En gros, l’enjeu se déplace pour les salariés vers la maîtrise de ces outils. Ceux qui sauront déléguer les tâches répétitives à l’IA gagneront du temps pour le reste. Les autres risquent de prendre du retard.

Il faut dire que Microsoft a tout intérêt à défendre cette position. L’entreprise vend des outils qui rendent les salariés plus productifs, pas des robots qui les remplacent. D’autres acteurs du secteur tiennent un discours bien plus alarmiste et prédisent une forte hausse du chômage dans les métiers de bureau.

Un autre son de cloche chez d’autres experts du secteur

Anthropic a par exemple publié le classement des métiers les plus menacés par l’IA, avec les programmeurs et le service client en tête. Quant à Jensen Huang, PDG de Nvidia, l’homme est convaincu d’un remplacement massif par l’IA.

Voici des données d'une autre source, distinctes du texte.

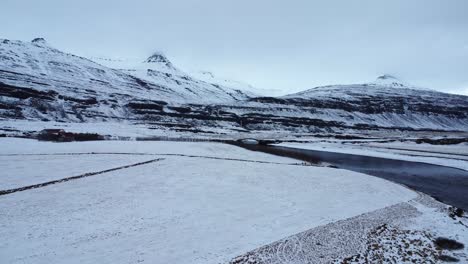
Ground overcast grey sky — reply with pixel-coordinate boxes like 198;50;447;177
0;0;468;94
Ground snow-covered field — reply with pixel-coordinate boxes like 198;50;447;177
278;140;468;170
0;138;468;263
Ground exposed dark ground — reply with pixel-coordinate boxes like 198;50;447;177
239;145;468;211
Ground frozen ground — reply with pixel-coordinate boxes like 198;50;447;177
278;139;468;170
0;138;468;263
0;139;417;263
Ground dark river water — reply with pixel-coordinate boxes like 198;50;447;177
236;145;468;211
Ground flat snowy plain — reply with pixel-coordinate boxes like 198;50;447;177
0;138;467;263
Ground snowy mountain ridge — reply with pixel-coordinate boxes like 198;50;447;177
0;39;468;133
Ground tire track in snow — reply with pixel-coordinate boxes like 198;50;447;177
0;158;164;196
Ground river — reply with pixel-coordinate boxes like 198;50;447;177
236;144;468;211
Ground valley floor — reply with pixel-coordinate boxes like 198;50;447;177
277;138;468;171
0;138;468;263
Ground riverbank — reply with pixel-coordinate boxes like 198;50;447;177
0;138;466;263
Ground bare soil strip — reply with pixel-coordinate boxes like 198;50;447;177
0;152;304;166
0;159;163;195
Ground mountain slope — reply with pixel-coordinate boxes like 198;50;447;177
0;39;252;121
0;39;468;136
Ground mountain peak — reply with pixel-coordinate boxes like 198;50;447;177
145;52;172;67
374;74;408;87
31;38;49;46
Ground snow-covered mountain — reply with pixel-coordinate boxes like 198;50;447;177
191;71;284;96
0;39;252;103
238;75;468;131
0;39;468;133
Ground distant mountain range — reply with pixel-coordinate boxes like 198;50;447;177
0;38;468;133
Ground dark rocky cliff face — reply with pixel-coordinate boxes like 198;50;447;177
0;40;468;135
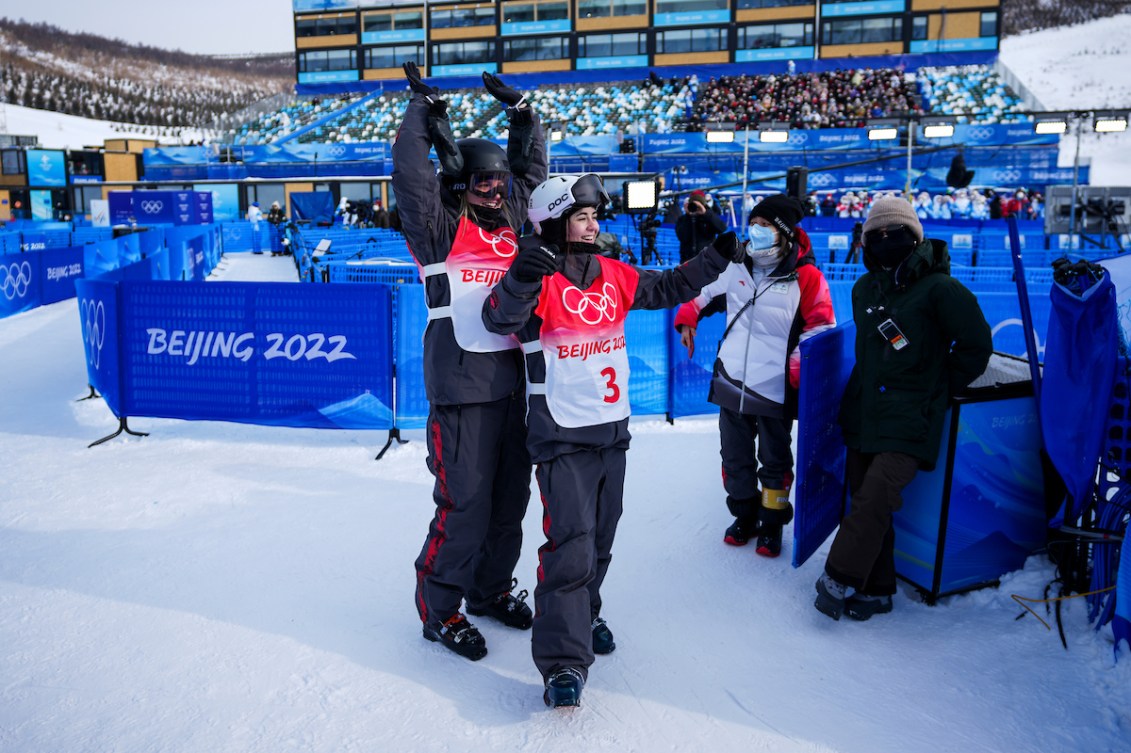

Reste que la frontière entre tâches et emploi est fine. Si l’IA prend en charge assez de tâches, un poste peut perdre sa raison d’exister. Pour rappel, une étude de Stanford note une baisse de 13 % de l’emploi des 22-25 ans depuis 2022 dans les secteurs les plus exposés à l’IA. Mustafa Suleyman a beau rassurer, le débat sur l’avenir des emplois de bureau est loin d’être terminé.